Tinylang is a framework for performing mechanistic evaluations of language model architectures on synthetic tasks. This repo includes all code for the synthetic tasks, training and logging for models, interventions for the mechanistic evaluations, and model architecture definitions.
We thank the creators of the zoology library for providing easy-to-use implementations of many SSMs used in this repo!
The Experiment class in tinylang/experiment.py wraps a whole experiment.
tinylang/model/includes model architectures and training setups.tinylang/language/includes generators for formal languages we want to train on.tinylang/eval/includes evaluators which run during training to assess the learning progress of the model. These are both our proposed mechanistic evaluators, as well as traditional behavioural evaluators (e.g. task accuracy).
We store language config files in yaml format in languages/ and store experiment configs in experiments/configs. When you run an experiment, it will log to a subfolder of experiments/logs.
Make sure you have uv. Clone/pull the repo and run the following to install the package (requires GPU to build the zoology dependencies):
uv sync && uv sync --extra zoology
If you are running experiments that don't depend on zoology architectures (i.e. all SSMs in this repo, which require mamba-ssm and causal-conv1d as dependencies), you can simply run uv sync. This is untested though!

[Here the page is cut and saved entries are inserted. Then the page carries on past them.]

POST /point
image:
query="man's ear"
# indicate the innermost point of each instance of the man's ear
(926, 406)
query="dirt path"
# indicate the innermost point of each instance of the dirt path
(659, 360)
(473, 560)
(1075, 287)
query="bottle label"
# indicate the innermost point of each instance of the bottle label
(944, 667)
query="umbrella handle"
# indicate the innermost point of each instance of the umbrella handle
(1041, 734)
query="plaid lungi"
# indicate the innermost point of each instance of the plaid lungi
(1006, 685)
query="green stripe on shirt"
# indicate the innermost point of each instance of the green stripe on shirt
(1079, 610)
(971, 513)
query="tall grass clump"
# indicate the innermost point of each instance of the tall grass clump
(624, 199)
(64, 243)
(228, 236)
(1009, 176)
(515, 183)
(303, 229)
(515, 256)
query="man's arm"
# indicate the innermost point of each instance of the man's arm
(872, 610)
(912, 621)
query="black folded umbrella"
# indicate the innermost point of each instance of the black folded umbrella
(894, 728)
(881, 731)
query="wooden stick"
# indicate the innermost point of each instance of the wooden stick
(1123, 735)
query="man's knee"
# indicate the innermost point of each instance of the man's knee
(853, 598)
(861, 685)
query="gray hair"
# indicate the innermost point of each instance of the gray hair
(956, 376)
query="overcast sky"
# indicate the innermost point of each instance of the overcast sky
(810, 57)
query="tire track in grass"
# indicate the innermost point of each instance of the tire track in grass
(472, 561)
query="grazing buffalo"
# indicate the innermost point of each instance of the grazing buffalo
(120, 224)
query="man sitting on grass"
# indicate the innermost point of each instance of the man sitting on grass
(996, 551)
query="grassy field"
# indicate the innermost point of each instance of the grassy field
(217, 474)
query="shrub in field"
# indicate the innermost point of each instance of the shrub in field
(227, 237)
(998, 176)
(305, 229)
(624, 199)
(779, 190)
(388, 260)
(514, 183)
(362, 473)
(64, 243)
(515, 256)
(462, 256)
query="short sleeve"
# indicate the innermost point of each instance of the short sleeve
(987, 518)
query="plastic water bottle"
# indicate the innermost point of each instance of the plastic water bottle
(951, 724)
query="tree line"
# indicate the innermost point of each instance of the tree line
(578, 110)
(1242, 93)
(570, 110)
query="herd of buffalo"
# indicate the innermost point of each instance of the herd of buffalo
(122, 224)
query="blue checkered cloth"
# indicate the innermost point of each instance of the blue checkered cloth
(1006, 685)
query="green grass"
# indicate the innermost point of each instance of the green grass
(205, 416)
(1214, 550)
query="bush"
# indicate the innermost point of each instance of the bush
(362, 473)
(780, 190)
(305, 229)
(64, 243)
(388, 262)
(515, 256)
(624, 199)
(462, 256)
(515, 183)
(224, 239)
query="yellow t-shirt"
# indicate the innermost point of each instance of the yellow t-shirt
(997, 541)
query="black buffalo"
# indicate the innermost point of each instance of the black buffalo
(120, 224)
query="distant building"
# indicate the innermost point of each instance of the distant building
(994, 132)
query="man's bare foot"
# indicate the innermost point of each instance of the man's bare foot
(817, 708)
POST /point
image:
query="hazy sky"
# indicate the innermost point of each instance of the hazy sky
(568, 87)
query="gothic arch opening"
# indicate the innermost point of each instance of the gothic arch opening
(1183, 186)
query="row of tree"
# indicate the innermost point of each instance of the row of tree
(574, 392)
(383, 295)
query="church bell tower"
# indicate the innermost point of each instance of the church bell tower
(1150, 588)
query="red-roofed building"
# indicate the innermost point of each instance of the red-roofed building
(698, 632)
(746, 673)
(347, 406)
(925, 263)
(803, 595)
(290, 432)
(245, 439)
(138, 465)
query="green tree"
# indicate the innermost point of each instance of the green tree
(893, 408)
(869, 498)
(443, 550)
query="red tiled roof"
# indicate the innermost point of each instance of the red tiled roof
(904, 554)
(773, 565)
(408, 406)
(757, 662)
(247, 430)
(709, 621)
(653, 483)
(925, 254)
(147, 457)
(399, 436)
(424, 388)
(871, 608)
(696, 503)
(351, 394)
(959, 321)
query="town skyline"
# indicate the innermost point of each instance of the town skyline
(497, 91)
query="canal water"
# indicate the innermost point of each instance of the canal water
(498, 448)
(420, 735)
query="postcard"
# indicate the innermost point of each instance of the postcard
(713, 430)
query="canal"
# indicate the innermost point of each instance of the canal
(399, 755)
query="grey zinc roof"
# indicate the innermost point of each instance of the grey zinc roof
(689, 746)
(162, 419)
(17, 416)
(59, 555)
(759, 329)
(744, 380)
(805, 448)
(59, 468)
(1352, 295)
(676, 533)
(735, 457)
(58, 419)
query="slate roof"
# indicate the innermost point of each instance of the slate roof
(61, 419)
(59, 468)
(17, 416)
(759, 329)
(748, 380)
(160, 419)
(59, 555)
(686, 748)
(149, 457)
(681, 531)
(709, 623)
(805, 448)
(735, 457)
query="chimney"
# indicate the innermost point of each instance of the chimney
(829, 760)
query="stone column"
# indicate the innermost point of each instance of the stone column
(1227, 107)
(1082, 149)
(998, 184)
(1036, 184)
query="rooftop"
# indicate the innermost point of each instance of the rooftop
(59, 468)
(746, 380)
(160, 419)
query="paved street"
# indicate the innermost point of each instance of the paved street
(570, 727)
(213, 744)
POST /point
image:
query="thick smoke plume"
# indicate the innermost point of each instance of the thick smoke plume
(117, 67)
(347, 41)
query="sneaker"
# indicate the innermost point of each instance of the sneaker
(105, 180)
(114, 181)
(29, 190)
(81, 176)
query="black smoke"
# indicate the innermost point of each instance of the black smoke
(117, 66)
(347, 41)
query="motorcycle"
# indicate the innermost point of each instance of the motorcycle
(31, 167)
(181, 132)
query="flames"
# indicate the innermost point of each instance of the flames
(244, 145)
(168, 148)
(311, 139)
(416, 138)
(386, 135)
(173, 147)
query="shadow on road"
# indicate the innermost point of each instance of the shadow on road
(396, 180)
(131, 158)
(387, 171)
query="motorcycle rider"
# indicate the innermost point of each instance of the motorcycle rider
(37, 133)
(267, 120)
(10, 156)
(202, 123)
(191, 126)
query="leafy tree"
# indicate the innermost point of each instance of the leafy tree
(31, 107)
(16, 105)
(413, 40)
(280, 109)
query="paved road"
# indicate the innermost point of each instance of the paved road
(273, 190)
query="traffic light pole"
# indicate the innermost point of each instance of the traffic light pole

To run an experiment, make a config file in the same subfolder as experiments/configs/. Make sure training.log_dir is set to point to a path in experiments/logs/.... Then, run
uv run tinylang experiments/configs/[YOUR CONFIG FILE].yaml
This will run a full training experiment, and store plots and logging data along with the model checkpoint in the log dir.
To generate a language (or set of languages), make a config folder in languages/. Then, run
uv run make_languages.py -c [YOUR CONFIG FOLDER]
This will create a language and store it as a pkl file in the same subdirectory as the config file.